Die Rücknahme der Bewerbung des Briten Paddy Ashdown für den Posten des UNO-Sondergesandten in Afghanistan bedeutet, dass es noch eine Zeitlang dauern wird, bis die internationale Gemeinschaft in diesem Land mit einer Stimme sprechen wird. Diese gemeinsame Stimme ist nötig, denn sechs Jahre Krieg und die größte Militäroperation in der Geschichte der NATO haben  nicht gereicht, um den Aufstand in Afghanistan niederzuschlagen. Somit bleibt Präsident Hamid Karsais zunehmend korrupte Regierung weiterhin auf die Präsenz internationaler Truppen angewiesen.

Afghanistan ist das fünftärmste Land der Welt und der größte Opiumproduzent. Die ohnehin schwache Zentralregierung wird durch die Herrschaft der Warlords und den Aufstand der Taliban noch weiter untergraben. Für diese Zustände gibt es viele Gründe, aber zumindest ein gewisser Teil der Schuld liegt bei der Europäischen Union.

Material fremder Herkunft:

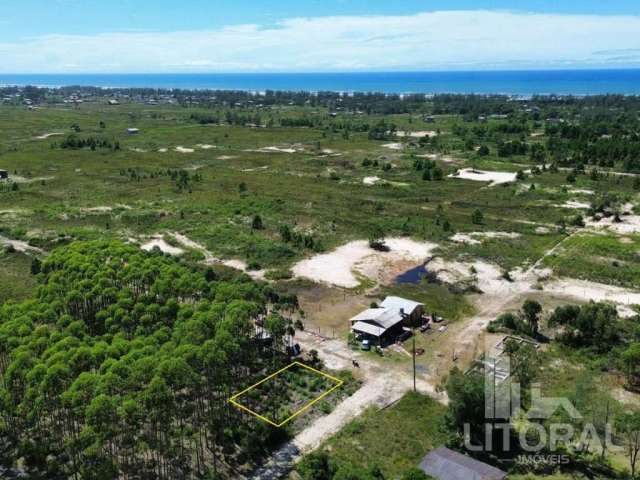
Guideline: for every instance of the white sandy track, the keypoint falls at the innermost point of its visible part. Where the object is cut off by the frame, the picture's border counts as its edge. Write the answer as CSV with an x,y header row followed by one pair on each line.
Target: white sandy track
x,y
475,238
210,259
382,386
371,180
180,149
393,146
494,178
419,134
341,266
47,135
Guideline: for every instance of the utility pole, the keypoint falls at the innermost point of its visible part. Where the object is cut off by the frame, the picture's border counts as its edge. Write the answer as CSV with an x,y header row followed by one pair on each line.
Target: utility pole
x,y
413,334
413,353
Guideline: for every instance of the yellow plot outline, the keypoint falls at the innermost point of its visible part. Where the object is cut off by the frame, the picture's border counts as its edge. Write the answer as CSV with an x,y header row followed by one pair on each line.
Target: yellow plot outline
x,y
235,403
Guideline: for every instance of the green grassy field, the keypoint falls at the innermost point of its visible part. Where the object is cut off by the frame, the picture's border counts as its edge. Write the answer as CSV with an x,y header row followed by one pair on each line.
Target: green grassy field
x,y
213,191
603,258
395,438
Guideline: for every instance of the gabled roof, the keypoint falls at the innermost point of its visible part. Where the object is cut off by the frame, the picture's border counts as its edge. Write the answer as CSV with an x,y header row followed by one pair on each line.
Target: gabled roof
x,y
368,328
445,464
397,303
368,314
383,317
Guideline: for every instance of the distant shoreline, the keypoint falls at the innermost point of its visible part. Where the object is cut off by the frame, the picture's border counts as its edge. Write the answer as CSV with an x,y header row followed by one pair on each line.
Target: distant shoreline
x,y
506,82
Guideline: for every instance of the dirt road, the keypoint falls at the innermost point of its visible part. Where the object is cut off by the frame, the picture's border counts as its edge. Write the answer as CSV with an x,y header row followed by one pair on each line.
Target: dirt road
x,y
382,385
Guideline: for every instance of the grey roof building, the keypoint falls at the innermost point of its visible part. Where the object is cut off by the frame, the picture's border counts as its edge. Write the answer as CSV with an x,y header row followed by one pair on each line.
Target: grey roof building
x,y
445,464
378,321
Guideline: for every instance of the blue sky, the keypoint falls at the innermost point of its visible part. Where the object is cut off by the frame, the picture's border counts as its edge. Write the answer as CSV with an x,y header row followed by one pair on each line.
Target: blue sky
x,y
94,36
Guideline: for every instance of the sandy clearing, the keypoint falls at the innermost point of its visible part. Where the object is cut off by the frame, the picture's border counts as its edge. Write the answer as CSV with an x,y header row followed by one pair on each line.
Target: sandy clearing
x,y
19,245
184,149
575,205
274,149
581,190
475,238
494,178
210,259
487,276
159,242
584,290
100,209
419,134
393,146
442,158
370,180
342,266
382,386
47,135
19,179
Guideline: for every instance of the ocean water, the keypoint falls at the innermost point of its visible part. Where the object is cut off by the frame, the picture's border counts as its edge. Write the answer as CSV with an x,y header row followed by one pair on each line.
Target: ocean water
x,y
575,82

Auf dem Papier nimmt sich das EU-Engagement beeindruckend aus. Fünfundzwanzig EU-Länder beteiligen sich an der 35.000 Mann starken NATO-Armee in Afghanistan und stellen somit mehr als die Hälfte aller Truppen. Ein Drittel aller regionalen Wiederaufbauteams stehen unter dem Kommando der EU-Länder, die gemeinsam mit der Europäischen Kommission ein Drittel des Wiederaufbaus in Afghanistan nach 2001 finanzierten.